“Routing and Network Coding on Lines, Stars, and Rings”

Abstract

Network coding allows each node in a network to combine its input information instead of simply storing, copying, and forwarding data. We  present several recent results. The first is a new upper bound on network coding rates that applies to wireline, wireless, and mixed  wireline/wireless networks. The bound, called a progressive d-separating edge set (or PdE) bound, involves progressively removing edges from a network graph and checking whether certain strengthened d-separation conditions are satisfied. Second, we consider line networks that are elements of larger networks. We show that under both edge and node capacity constraints the optimal code is a combination of rate-splitting, copying, routing, and "butterfly" binary linear network coding.

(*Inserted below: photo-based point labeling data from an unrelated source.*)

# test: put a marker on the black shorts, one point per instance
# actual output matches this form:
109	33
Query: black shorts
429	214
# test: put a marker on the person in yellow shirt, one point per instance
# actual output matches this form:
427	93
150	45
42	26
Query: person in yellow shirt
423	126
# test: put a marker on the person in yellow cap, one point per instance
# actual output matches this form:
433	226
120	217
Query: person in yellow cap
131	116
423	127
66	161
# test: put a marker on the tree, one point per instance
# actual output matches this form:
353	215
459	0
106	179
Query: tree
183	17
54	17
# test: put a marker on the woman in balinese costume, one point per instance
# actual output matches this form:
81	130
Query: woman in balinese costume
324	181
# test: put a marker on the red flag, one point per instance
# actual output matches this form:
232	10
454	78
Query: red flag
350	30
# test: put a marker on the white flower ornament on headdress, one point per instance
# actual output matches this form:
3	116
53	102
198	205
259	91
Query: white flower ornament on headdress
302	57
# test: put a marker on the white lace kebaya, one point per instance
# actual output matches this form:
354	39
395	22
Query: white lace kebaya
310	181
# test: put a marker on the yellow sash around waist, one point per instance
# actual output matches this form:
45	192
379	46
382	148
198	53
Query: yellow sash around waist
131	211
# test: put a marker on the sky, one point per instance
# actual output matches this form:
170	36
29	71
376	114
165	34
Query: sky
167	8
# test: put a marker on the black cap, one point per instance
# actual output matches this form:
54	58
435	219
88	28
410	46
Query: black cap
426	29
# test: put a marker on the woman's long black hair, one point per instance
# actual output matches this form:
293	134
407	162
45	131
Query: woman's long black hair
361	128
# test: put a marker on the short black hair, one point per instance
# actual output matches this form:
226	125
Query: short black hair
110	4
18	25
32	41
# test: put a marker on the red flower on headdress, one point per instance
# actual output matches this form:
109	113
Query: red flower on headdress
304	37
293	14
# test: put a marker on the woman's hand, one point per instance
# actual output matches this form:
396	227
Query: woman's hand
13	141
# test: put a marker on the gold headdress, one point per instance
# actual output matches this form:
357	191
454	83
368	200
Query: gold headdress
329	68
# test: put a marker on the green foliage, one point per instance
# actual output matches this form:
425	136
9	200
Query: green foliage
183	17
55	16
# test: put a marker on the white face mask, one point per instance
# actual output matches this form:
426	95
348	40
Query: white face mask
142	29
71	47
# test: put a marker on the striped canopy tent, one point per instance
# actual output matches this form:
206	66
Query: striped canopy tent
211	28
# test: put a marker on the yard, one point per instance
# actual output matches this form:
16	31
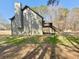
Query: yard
39	47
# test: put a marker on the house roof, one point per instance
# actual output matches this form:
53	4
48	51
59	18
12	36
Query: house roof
26	8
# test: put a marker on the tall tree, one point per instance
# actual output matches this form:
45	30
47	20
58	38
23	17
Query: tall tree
53	2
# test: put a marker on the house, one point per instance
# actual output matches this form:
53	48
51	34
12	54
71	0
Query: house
28	22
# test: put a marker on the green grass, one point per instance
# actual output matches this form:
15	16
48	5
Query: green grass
52	39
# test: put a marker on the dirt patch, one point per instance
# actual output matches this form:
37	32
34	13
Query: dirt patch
33	51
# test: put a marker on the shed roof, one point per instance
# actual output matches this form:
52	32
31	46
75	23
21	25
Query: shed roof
26	8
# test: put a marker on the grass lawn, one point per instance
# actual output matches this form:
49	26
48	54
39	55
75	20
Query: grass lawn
52	39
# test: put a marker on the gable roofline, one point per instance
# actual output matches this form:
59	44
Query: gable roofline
30	9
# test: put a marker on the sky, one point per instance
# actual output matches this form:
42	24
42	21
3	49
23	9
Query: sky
7	6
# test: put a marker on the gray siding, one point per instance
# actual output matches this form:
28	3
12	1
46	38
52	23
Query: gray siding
32	23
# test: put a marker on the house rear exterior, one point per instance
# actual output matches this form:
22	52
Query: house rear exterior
26	21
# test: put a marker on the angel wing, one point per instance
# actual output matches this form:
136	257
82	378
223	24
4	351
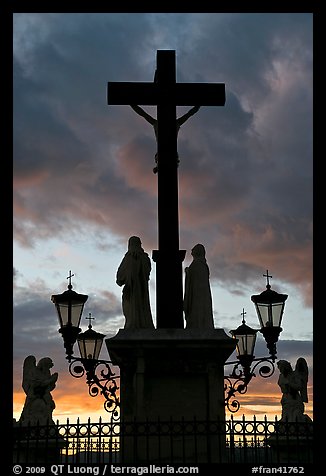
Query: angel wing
301	370
29	369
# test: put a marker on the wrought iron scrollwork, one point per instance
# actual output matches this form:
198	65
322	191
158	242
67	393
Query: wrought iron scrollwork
241	375
100	380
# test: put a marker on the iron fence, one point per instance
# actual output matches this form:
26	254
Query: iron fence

Third, we consider star and ring networks develop related results.
 

Bio

Gerhard Kramer received the B.Sc. and M.Sc. degrees in electrical engineering from the University of Manitoba, Winnipeg, MB, Canada, in  1991 and 1992, respectively, and the Dr. sc. techn. (Doktor der Technischen issenschaften) degree from the Swiss Federal Institute of Technology (ETH), Zurich, Switzerland, in 1998. From July 1998 to March 2000, he was with Endora Tech AG, Basel, Switzerland, as a communications engineering consultant. Since May 2000 he has been with Bell Laboratories, Alcatel-Lucent, Murray Hill, NJ, USA.